Analysts say the current mix—airfare 15%, past concur, and rising energy costs—acts as a budget shock but not a demand shock. The emphasis is on efficiency, routing, and mode selection to keep business outcomes intact while total spend remains under pressure.
Implications for Personal Finance and the Workplace
For employees, the shift means more careful trip approvals, tighter daily allowances, and a potential increase in travel planning time. For finance teams, the challenge is to model travel budgets that can flex with energy markets while still supporting essential business objectives.
As airfares trend higher and fuel costs stay elevated, companies may lean more on rail networks, transit-friendly routing, and overnight stays in selected hubs to balance speed, risk, and cost. This dynamic is likely to persist through spring and into the early summer booking season, as energy markets respond to global demand and geopolitical anxieties.

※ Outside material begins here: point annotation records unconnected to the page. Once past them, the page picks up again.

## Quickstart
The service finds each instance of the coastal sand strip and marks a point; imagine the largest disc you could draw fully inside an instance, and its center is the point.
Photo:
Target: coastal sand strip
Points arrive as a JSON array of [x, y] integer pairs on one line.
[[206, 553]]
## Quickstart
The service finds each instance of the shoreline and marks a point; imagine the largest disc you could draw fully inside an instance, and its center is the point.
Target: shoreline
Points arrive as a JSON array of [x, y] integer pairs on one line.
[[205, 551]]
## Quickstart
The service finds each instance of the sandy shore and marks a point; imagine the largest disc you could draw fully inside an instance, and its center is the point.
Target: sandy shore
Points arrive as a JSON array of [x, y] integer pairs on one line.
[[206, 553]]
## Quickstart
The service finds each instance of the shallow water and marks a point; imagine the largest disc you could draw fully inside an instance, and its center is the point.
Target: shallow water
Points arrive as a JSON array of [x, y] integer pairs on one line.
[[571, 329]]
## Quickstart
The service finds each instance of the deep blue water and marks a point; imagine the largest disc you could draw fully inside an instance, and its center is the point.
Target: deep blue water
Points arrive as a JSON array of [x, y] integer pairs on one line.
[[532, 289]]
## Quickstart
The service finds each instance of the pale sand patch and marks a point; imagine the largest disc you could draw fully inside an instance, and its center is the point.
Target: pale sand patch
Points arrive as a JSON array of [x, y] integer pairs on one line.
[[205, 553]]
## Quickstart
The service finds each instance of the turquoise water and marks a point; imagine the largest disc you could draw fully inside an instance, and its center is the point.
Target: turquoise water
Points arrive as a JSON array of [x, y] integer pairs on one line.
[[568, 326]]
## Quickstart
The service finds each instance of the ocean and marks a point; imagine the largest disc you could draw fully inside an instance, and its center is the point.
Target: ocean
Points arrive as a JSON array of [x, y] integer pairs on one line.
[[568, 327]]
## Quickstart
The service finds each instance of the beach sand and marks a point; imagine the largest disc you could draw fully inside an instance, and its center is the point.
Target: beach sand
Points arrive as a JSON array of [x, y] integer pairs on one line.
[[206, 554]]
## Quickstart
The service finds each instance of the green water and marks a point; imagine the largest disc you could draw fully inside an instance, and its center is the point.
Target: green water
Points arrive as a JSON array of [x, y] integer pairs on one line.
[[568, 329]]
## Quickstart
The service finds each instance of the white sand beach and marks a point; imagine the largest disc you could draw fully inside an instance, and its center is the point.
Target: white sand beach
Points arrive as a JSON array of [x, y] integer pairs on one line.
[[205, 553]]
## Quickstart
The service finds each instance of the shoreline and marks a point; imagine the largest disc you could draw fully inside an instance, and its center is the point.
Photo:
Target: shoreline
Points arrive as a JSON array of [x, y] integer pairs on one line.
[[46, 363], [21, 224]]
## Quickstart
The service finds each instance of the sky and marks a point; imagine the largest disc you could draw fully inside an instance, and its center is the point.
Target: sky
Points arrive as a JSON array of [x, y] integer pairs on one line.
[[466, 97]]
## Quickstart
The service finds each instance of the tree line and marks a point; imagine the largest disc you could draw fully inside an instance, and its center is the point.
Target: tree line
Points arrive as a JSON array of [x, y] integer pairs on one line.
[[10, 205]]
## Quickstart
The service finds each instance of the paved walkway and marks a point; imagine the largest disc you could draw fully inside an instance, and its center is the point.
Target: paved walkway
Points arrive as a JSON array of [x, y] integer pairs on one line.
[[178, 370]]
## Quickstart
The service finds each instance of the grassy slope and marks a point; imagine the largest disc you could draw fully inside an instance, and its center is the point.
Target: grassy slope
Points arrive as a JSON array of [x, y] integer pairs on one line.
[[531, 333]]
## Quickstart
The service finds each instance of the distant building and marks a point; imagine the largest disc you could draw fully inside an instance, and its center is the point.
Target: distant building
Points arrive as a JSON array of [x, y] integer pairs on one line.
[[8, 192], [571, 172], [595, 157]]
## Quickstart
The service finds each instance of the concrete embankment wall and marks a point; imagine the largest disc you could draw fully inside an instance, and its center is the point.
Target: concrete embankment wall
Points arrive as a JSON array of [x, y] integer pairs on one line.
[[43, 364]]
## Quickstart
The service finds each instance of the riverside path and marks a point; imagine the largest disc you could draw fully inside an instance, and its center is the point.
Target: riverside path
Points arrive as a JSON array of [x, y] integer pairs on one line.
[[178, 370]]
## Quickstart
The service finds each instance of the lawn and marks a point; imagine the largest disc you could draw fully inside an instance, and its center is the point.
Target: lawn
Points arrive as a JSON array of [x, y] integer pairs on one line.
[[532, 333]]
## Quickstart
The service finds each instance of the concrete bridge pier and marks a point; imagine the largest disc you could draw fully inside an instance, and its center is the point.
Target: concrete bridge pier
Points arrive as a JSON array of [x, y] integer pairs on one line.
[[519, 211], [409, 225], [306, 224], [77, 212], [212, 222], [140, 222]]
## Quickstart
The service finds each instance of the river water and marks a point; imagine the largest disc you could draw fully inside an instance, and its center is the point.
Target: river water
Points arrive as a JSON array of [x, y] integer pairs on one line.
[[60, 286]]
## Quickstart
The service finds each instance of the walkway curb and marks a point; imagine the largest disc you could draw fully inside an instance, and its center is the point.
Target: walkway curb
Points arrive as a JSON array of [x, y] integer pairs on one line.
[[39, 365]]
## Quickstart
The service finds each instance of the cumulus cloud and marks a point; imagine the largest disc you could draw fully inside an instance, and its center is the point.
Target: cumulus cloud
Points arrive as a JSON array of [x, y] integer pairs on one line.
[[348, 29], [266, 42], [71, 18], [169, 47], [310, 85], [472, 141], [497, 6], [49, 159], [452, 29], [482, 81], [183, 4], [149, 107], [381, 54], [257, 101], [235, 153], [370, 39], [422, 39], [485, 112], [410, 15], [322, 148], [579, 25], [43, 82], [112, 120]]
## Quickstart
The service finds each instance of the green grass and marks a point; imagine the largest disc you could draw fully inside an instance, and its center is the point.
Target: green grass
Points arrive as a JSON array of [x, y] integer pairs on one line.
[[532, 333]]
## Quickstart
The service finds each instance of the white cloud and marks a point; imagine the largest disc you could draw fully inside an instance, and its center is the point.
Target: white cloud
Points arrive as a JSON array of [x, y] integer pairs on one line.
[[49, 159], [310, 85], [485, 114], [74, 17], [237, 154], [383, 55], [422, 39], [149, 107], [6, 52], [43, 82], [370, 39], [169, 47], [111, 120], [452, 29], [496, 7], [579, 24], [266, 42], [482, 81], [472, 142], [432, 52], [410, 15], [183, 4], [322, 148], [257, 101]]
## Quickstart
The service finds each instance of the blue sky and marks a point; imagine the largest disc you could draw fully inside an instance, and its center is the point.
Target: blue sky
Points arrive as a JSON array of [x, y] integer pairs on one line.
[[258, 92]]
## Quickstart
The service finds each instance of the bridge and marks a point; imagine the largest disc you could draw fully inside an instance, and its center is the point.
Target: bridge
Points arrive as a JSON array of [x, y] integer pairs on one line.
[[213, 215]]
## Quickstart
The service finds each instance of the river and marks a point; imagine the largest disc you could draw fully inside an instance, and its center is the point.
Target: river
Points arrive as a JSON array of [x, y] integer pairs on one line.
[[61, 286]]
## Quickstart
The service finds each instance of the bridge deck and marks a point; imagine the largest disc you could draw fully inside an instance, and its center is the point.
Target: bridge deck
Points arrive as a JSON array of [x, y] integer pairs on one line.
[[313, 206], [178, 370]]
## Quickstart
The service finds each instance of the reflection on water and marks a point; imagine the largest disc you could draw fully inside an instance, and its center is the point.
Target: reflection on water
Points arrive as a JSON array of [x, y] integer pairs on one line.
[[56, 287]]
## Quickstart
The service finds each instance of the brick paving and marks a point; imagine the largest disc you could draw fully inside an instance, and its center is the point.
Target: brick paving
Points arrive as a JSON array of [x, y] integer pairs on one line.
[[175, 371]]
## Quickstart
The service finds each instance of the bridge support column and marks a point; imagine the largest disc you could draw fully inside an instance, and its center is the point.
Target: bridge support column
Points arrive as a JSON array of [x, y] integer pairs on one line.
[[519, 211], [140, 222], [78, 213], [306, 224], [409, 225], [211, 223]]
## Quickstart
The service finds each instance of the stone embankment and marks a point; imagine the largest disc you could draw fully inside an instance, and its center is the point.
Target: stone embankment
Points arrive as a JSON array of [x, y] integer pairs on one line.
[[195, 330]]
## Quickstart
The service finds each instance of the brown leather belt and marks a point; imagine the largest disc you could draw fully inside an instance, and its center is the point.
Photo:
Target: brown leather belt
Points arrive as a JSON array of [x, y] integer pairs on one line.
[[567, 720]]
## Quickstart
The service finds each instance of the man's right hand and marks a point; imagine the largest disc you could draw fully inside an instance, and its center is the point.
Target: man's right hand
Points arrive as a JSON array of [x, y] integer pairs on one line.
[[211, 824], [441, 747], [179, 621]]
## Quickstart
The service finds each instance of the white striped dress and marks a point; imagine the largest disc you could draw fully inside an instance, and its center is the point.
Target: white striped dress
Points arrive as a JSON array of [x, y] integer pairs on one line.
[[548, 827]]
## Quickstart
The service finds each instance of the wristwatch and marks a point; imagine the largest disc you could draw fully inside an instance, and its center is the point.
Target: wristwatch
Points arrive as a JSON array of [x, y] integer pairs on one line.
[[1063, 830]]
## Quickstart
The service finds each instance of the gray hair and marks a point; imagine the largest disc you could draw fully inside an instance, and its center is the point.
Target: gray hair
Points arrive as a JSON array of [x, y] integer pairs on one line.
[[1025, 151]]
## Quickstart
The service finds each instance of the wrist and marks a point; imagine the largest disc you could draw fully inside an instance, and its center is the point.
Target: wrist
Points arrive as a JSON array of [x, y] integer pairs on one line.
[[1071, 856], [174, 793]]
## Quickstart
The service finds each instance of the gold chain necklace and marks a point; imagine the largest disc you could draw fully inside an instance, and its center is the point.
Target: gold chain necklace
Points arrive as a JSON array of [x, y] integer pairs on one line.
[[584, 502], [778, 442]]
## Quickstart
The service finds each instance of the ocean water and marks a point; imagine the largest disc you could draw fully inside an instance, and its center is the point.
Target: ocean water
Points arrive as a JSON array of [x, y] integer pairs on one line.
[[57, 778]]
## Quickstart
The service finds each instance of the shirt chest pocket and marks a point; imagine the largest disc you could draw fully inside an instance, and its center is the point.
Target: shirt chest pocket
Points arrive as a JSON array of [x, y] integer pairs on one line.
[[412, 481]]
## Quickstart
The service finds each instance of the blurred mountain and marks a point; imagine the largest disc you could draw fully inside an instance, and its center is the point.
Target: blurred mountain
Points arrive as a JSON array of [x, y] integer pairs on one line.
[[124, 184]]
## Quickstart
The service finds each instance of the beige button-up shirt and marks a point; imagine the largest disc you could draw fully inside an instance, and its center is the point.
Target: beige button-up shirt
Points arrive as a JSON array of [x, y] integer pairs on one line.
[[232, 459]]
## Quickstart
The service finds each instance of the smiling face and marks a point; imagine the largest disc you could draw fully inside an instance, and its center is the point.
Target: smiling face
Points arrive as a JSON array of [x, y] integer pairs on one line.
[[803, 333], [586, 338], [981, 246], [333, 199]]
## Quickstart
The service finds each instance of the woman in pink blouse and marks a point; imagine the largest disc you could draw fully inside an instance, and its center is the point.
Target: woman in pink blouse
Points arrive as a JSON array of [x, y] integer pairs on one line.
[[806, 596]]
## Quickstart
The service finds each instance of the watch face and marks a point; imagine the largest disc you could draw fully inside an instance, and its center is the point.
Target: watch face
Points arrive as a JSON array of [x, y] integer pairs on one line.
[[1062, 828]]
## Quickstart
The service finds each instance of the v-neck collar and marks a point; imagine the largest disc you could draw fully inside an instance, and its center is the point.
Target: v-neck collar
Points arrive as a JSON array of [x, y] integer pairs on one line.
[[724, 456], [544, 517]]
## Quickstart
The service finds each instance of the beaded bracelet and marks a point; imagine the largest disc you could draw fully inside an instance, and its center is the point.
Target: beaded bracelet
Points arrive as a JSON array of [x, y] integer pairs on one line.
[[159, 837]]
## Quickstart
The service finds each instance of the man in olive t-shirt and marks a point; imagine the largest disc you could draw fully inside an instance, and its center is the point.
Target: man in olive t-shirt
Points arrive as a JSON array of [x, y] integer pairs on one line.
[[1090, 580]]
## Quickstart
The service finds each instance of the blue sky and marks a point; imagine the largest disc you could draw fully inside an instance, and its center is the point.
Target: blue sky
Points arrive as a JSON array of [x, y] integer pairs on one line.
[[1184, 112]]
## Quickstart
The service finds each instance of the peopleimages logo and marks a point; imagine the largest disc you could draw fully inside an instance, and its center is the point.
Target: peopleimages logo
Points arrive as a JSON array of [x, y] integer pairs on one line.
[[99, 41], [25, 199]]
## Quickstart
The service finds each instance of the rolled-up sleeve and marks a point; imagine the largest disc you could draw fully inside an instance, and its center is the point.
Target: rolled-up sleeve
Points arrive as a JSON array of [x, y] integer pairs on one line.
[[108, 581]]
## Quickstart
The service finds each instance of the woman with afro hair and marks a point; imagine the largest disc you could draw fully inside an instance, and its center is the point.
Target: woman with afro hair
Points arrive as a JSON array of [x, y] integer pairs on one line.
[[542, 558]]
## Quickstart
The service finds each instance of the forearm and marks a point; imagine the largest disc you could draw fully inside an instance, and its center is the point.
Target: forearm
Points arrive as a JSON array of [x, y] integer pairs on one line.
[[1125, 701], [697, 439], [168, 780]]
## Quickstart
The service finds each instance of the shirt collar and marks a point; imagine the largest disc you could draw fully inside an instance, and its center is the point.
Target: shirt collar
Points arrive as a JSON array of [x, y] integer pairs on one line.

Outlook: What Travelers and Markets Should Watch
Energy markets remain a wild card. If Gulf cooperation or shipping routes experience renewed pressure, fuel costs could accelerate, feeding into airfare and hotel pricing. Airlines, hotels, and travel platforms will continue to adjust pricing, route structures, and loyalty programs to maintain profitability while appeasing cost-conscious corporate customers.

For ordinary travelers who rely on corporate travel programs, the current environment means staying flexible, booking early when possible, and considering alternate routes or modes. In a period where airfare 15%, past concur, and fuel costs intersect, planning and policy become the most valuable travel tools available to both employees and their employers.
Bottom Line
The spring 2026 energy squeeze is reshaping corporate travel without sparking a collapse in demand. Airfare 15%, past concur signals a budget-tightening phase will continue as fuel prices stay elevated, and travel teams recalibrate to keep essential work moving. The lesson for personal finance readers is clear: plan for volatility in business travel, and be prepared for costs to drift higher even when overall activity remains steady.